Unnamed: 0,State FIPS Code,County FIPS Code,5-digit FIPS Code,State Abbreviation,Name,Premature Death raw value,Poor or Fair Health raw value,Poor Physical Health Days raw value,Poor Mental Health Days raw value,Low Birthweight raw value,...,% Native Hawaiian or Other Pacific Islander raw value,% Hispanic raw value,% Non-Hispanic White raw value,% Not Proficient in English raw value,% Female raw value,% Rural raw value,DONALD J TRUMP,JO JORGENSEN,JOSEPH R BIDEN JR,OTHER
2.0,1.0,1.0,1001.0,AL,Autauga County,8027.394727,0.169,3.432211,4.797351,0.097382,...,0.001185,0.033268,0.724545,0.002312,0.513783,0.420022,0.714368,0.0,0.270184,0.015448
3.0,1.0,3.0,1003.0,AL,Baldwin County,8118.358206,0.149,3.276177,4.75375,0.083857,...,0.000685,0.048417,0.831488,0.007597,0.513477,0.422791,0.761714,0.0,0.22409,0.014196
4.0,1.0,5.0,1005.0,AL,Barbour County,12876.760319,0.275,4.605432,4.954855,0.119147,...,0.002323,0.049591,0.453052,0.013827,0.467033,0.677896,0.534512,0.0,0.457882,0.007606
5.0,1.0,7.0,1007.0,AL,Bibb County,11191.474323,0.216,4.012182,5.364779,0.100331,...,0.00129,0.030876,0.735641,0.004431,0.460159,0.683526,0.784263,0.0,0.206983,0.008755
6.0,1.0,9.0,1009.0,AL,Blount County,10787.014541,0.184,3.866048,5.37758,0.078599,...,0.001236,0.098677,0.863298,0.017269,0.501922,0.899515,0.895716,0.0,0.095694,0.008591


### Assignment

Your job is to use a neural net to build the best predictor of the 2020 election you can.  You should follow the following steps:

- Identify NaNs, and decide what to do with them,
- Split the data into training and testing sets,
- Split off the targets from the training data,
- Construct a neural net with four logit outputs and cross entropy loss to predict the percentage vote for each candidate,
- Use testing error to find the best version of your network.
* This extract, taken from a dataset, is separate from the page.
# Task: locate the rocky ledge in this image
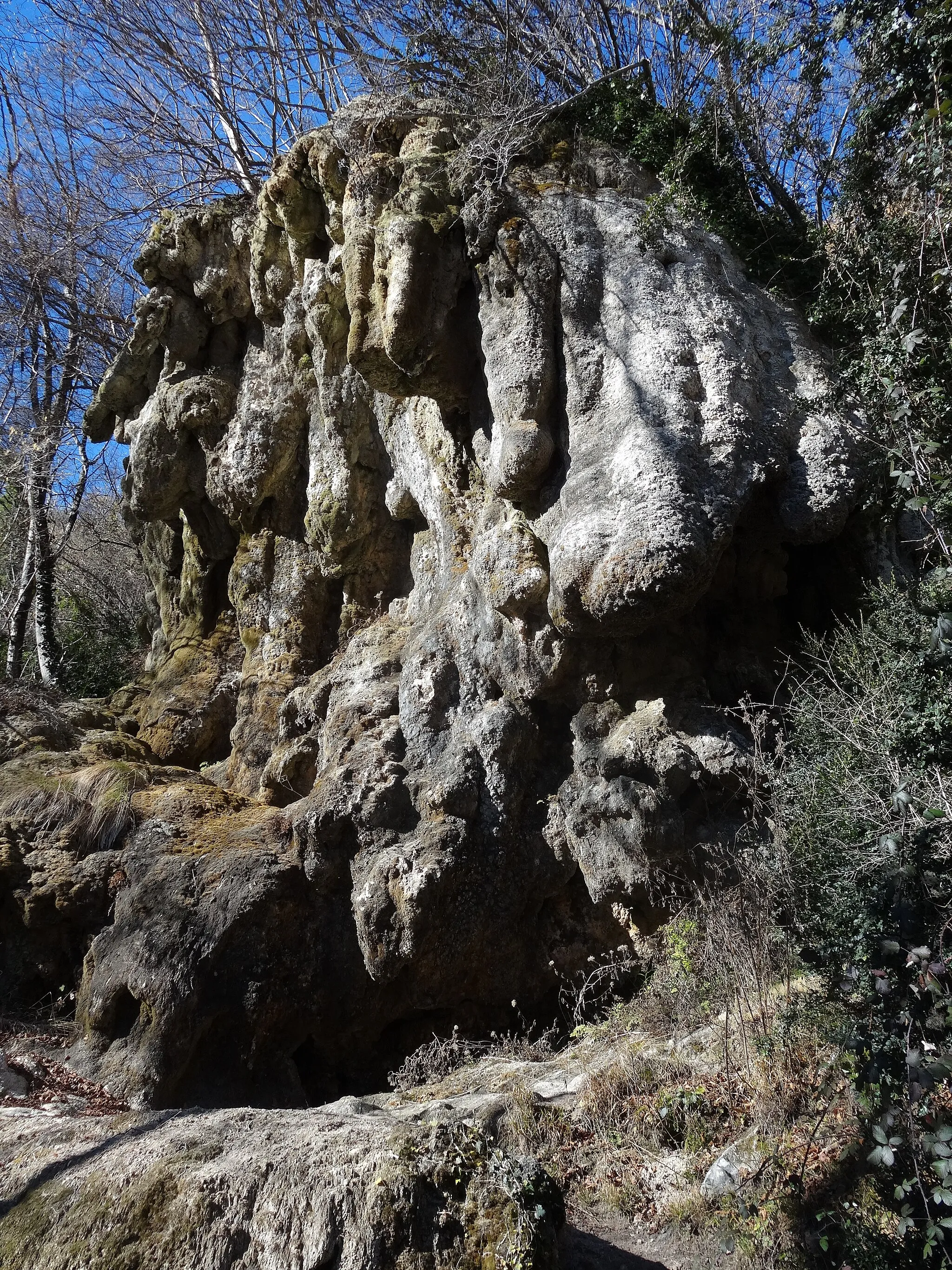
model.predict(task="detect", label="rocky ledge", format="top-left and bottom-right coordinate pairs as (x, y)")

This will get you up to a 90%.  For the final 10%, perform an *ablation test*, in which you remove inputs, and observe if and by how much worse your predictor becomes.  A steep drop in accuracy upon the removal of an input would suggest it is very important in making this prediction.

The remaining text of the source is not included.